Alanis es la sensación argentina del momento, con permiso de Zama, de Lucrecia Martel, que es la producción que su país ha mandado a Hollywood para intentar competir por el Oscar, pero Alanis, por ella misma, está logrando lo que hace tiempo que el cine argentino, sin Ricardo Darín en el reparto, no conseguía: una expectación en base a la propia película, más allá de la que las estrellas de su cartel generen.
Y toda esa aura de grandeza, de genialidad y de película imprescindible que se ha ido forjando a su alrededor desde su presentación en el festival de Toronto, consolidándose con los premios obtenidos en el Festival de San Sebastián, a la mejor actriz para Sofía Gala, y a la mejor dirección para Anahí Berneri, están plenamente justificada.
El premio a Sofía como mejor actriz se hace evidente, casi tópico, pero el que distingue a su directora ya no lo es tanto, y es igual o más merecido todavía. Porque Anahí Berneri construye con Alanis una obra dura, áspera incluso, con una austeridad que se manifiesta sobre todo formalmente, en esos planos cuya composición está tan alejada de las de títulos más convencionales.
Los encuadres, aparentemente desquiciados pero tan lógicos si pensamos en las intenciones de la narrativa, se sitúan en los extremos de los personajes para que a través de espejos y reflejos podamos apreciar la escena completa. Y es así como vemos, por medio de una realidad que la protagonista no quiere afrontar, cómo unos policías que se hacen pasar por clientes irrumpen con fuerza en la casa de aquiler que Alanis comparte con Gisela.
A Gisela se la llevan y a Alanis la deja fuera del piso el dueño que se lo alquila cuando acude a ver los daños, por lo que la joven tendrá que hacer lo que sea para salir adelante y para cuidar de su bebé de un año y medio. Y ese lo que sea será lo mismo que hacía hasta entonces, porque Alanis no acabó la secundaria y no está preparada para otra cosa.
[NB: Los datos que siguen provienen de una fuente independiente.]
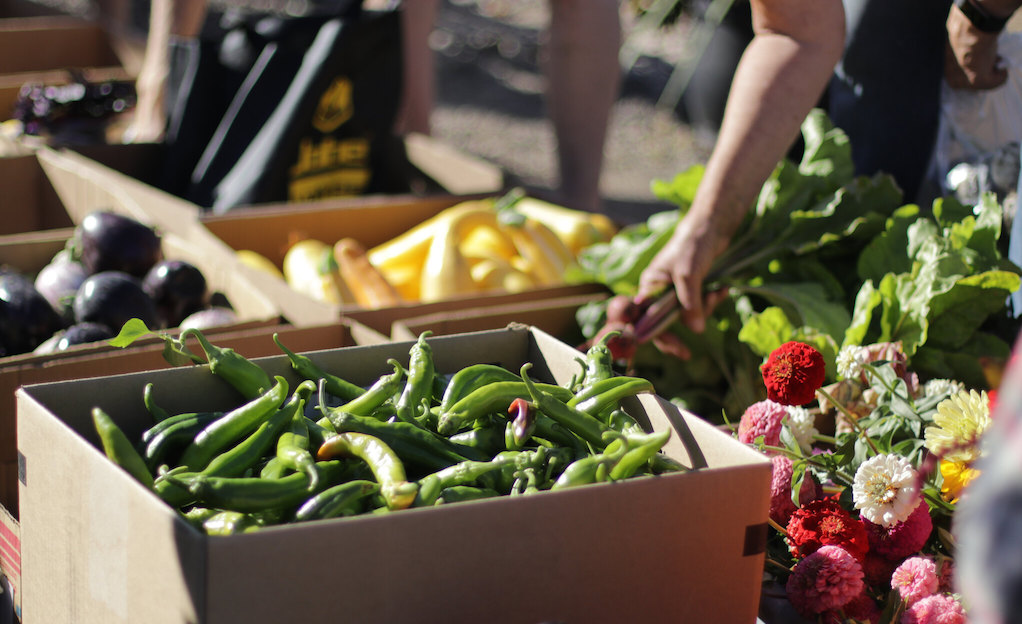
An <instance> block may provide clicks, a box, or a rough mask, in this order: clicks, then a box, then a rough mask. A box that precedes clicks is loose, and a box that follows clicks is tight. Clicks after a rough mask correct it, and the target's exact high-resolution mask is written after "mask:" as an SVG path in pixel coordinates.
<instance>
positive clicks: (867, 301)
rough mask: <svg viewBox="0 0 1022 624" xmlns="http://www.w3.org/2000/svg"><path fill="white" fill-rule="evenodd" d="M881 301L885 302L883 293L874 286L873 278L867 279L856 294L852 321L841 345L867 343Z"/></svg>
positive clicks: (866, 343)
mask: <svg viewBox="0 0 1022 624" xmlns="http://www.w3.org/2000/svg"><path fill="white" fill-rule="evenodd" d="M881 303H883V295H881V294H880V292H879V291H877V289H876V288H875V287H874V285H873V281H872V280H866V282H864V283H863V286H862V287H861V288H860V289H858V293H856V295H855V303H854V305H853V306H852V309H851V322H850V323H849V324H848V329H847V330H845V332H844V340H843V341H842V342H841V346H848V345H862V344H867V335H869V332H870V327H871V325H872V323H873V313H874V310H875V309H877V307H879V306H880V305H881ZM871 342H872V341H871Z"/></svg>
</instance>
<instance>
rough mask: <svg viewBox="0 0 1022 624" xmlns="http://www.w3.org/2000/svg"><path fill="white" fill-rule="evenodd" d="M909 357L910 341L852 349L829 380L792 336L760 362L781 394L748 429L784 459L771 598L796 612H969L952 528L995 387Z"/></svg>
mask: <svg viewBox="0 0 1022 624" xmlns="http://www.w3.org/2000/svg"><path fill="white" fill-rule="evenodd" d="M905 363H907V358H905V356H904V354H903V352H902V351H901V348H900V345H899V344H898V343H880V344H871V345H868V346H846V347H844V348H842V349H841V351H840V353H839V354H838V357H837V379H838V381H837V382H835V383H833V384H830V385H828V386H826V387H825V386H824V385H823V383H824V381H825V377H826V376H825V366H826V365H825V363H824V357H823V355H821V353H820V352H819V351H818V350H817V349H816V348H815V347H812V346H810V345H808V344H805V343H802V342H796V341H792V342H787V343H785V344H783V345H782V346H781V347H779V348H777V349H775V350H774V351H773V352H772V353H771V354H770V356H769V357H768V358H767V361H765V363H764V364H762V366H761V368H760V371H761V373H762V379H763V382H764V384H765V387H767V396H768V398H765V399H763V400H760V401H758V402H756V403H753V404H752V405H750V406H749V407H748V409H747V410H746V411H745V412H744V413H743V415H742V417H741V420H740V422H739V423H738V424H737V427H736V428H735V435H736V436H737V437H738V439H739V440H740V441H742V442H744V443H747V444H749V445H751V446H754V447H756V448H758V449H759V450H761V451H762V452H764V453H767V454H768V455H770V458H771V460H772V462H773V465H774V479H773V485H772V491H771V510H770V524H771V526H772V527H773V528H774V531H772V534H771V537H770V539H769V543H768V555H767V566H765V570H764V581H765V582H764V588H763V596H764V598H765V599H768V601H769V599H770V598H772V597H777V596H780V597H781V598H783V599H784V601H786V605H787V606H788V607H790V609H788V612H794V613H796V614H797V616H794V615H790V616H789V617H788V618H787V619H786V620H785V621H792V620H795V621H808V622H827V623H830V622H835V623H836V622H869V623H871V624H881V623H883V624H893V623H897V624H914V623H919V624H926V623H934V624H935V623H938V622H939V623H941V624H954V623H957V622H967V621H968V616H967V609H968V606H967V605H965V604H964V603H963V601H962V598H961V595H960V594H959V593H957V589H956V584H955V540H954V537H953V533H951V523H953V520H954V515H955V509H956V505H957V502H958V501H959V499H960V497H961V496H963V494H964V492H965V491H966V490H967V488H968V484H969V482H970V481H971V480H972V479H973V478H974V477H975V476H976V475H977V471H976V469H975V468H974V463H975V461H976V460H977V459H978V458H979V457H980V453H981V450H980V445H979V440H980V437H981V436H982V434H983V432H984V431H985V430H986V429H987V426H988V425H989V423H990V413H991V409H990V402H991V401H992V400H994V399H995V391H990V392H987V391H977V390H975V389H970V388H966V387H965V386H964V385H963V384H962V383H961V382H957V381H953V380H940V379H935V380H931V381H928V382H926V383H920V381H919V378H918V376H917V375H916V374H915V373H913V372H911V371H909V370H908V369H907V367H905ZM764 617H765V616H764ZM764 621H765V622H767V624H775V622H772V621H769V620H764Z"/></svg>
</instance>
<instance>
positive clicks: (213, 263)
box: [0, 160, 375, 514]
mask: <svg viewBox="0 0 1022 624" xmlns="http://www.w3.org/2000/svg"><path fill="white" fill-rule="evenodd" d="M2 162H3V161H2V160H0V163H2ZM72 234H73V229H71V228H62V229H54V230H45V231H41V232H32V233H26V234H15V235H10V236H0V266H8V267H11V268H14V269H16V270H18V271H20V272H21V273H24V274H26V275H29V276H35V274H36V273H38V272H39V271H40V270H41V269H42V268H43V267H45V266H46V263H48V262H49V261H50V259H51V258H52V257H53V256H54V255H55V254H56V253H57V252H58V251H59V250H60V249H62V248H63V247H64V245H65V244H66V241H67V239H68V238H69V237H71V236H72ZM162 247H164V254H165V257H168V258H178V259H184V260H187V261H189V262H191V263H193V265H195V266H196V267H197V268H198V269H199V270H200V271H202V273H203V276H204V277H205V279H206V283H207V285H208V288H210V290H211V291H218V292H221V293H223V294H224V295H225V296H226V297H227V299H228V300H229V301H230V302H231V304H232V305H233V307H234V309H235V311H236V313H237V314H238V322H237V323H235V324H232V325H229V326H224V327H222V328H217V329H211V330H208V332H206V333H214V334H219V333H224V332H229V331H242V330H250V329H258V328H260V327H267V326H277V325H279V324H280V323H281V318H280V313H279V309H278V307H277V306H276V305H275V304H274V302H273V301H272V300H271V299H269V298H268V297H267V296H266V295H265V294H264V293H263V292H262V291H261V290H259V289H258V288H255V287H254V286H253V285H252V283H251V282H249V281H247V280H246V278H245V277H244V275H242V274H240V273H238V272H233V271H231V270H230V266H225V265H224V263H223V262H220V261H218V259H217V257H216V256H215V255H211V254H208V253H206V251H205V249H204V248H202V247H200V246H196V245H192V244H189V243H187V242H185V241H183V240H181V239H180V238H178V237H176V236H175V235H173V234H165V235H164V236H162ZM336 323H337V321H334V324H336ZM354 323H355V322H354V321H353V322H347V324H349V325H351V324H354ZM366 332H367V333H366V335H368V329H367V330H366ZM373 334H374V335H375V332H373ZM161 350H162V341H161V340H159V339H158V338H154V337H149V338H143V339H140V340H139V341H138V342H137V344H135V345H132V347H130V348H129V349H128V352H127V353H126V352H124V350H123V349H120V348H118V347H112V346H109V345H108V344H106V343H105V342H100V343H92V344H82V345H77V346H74V347H71V348H68V349H67V350H65V351H60V352H57V353H49V354H39V355H37V354H33V353H20V354H16V355H9V356H6V357H0V503H3V505H4V506H5V507H10V503H11V501H13V500H15V499H16V442H15V436H14V431H15V417H14V399H13V392H14V389H15V388H17V387H18V386H19V385H21V384H24V383H28V382H29V381H44V380H45V381H53V380H61V379H74V378H76V377H82V376H89V375H101V374H113V373H124V372H128V371H137V370H143V369H145V368H149V367H152V366H159V363H160V361H161V356H160V352H161ZM128 354H131V356H130V357H129V356H127V355H128ZM258 354H260V355H263V354H267V353H266V352H259V353H258ZM67 362H73V363H75V364H74V366H72V365H64V364H62V363H67ZM58 365H60V366H58ZM12 512H13V513H14V514H16V508H13V509H12Z"/></svg>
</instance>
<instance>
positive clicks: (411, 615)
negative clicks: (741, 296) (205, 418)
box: [17, 328, 771, 624]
La manera en la que este film argentino nos presenta el mundo de la prostitución se acerca más al orgullo que a la resignación. Porque la resignación, que es para ella la careta con la que aparenta inconveniencia, viene diluida en la dignidad que da el saberse buena en tu propio oficio, aunque éste sea el más antiguo del mundo. Pero Alanis lo ejerce con dedicación. Ella busca trabajo, se esfuerza, pero la prostitución vuelve a dar con ella, con clientes a los que trata a la carta, con cariño o a base de palabrotas, quien paga manda.
Y su hijo la espera, buscando la teta que no encuentra en la tía que acoge a ambos en la trastienda del comercio que le procura el sustento. Un dar de días, tres, en nada encuentro trabajo y me voy, asegura la pobre Alanis entre cita y cita. Pero Alanis es fuerte y sabe luchar por sí misma. Lo único que necesita es que la dejen vivir, y a lo mejor, efectivamente, de aquello que le se le da tan bien.
Alanis es un film reivindicativo que funciona más como tal que como drama social. Porque si lo enfocamos dentro del género no aporta nada a las visiones previas que ya tenemos del abanico de prostitutas que el cine nos ha ofrecido. Se trata, si cabe la comparación, de una extensión de aquellas Princesas de Fernando León de Aranoa, aunque Alanis se ubica más en mundos lúgubres en los que la esperanza no es sino otra palabra vacía. Pero si la enfocamos como cine reivindicativo, Alanis es una bandera a dejar izada.
Es fascinante acercarse a la personalidad de una joven que ha abandonado su vida conscientemente y que ahora es una madre soltera que defiende su territorio. Las cosas le saldrán mejor o peor, pero nada detiene sus ansias de seguir adelante y de pelear por lo que es suyo. Y todo, sin perder la sonrisa. Al menos la interior, que es el soporte de quien la practica.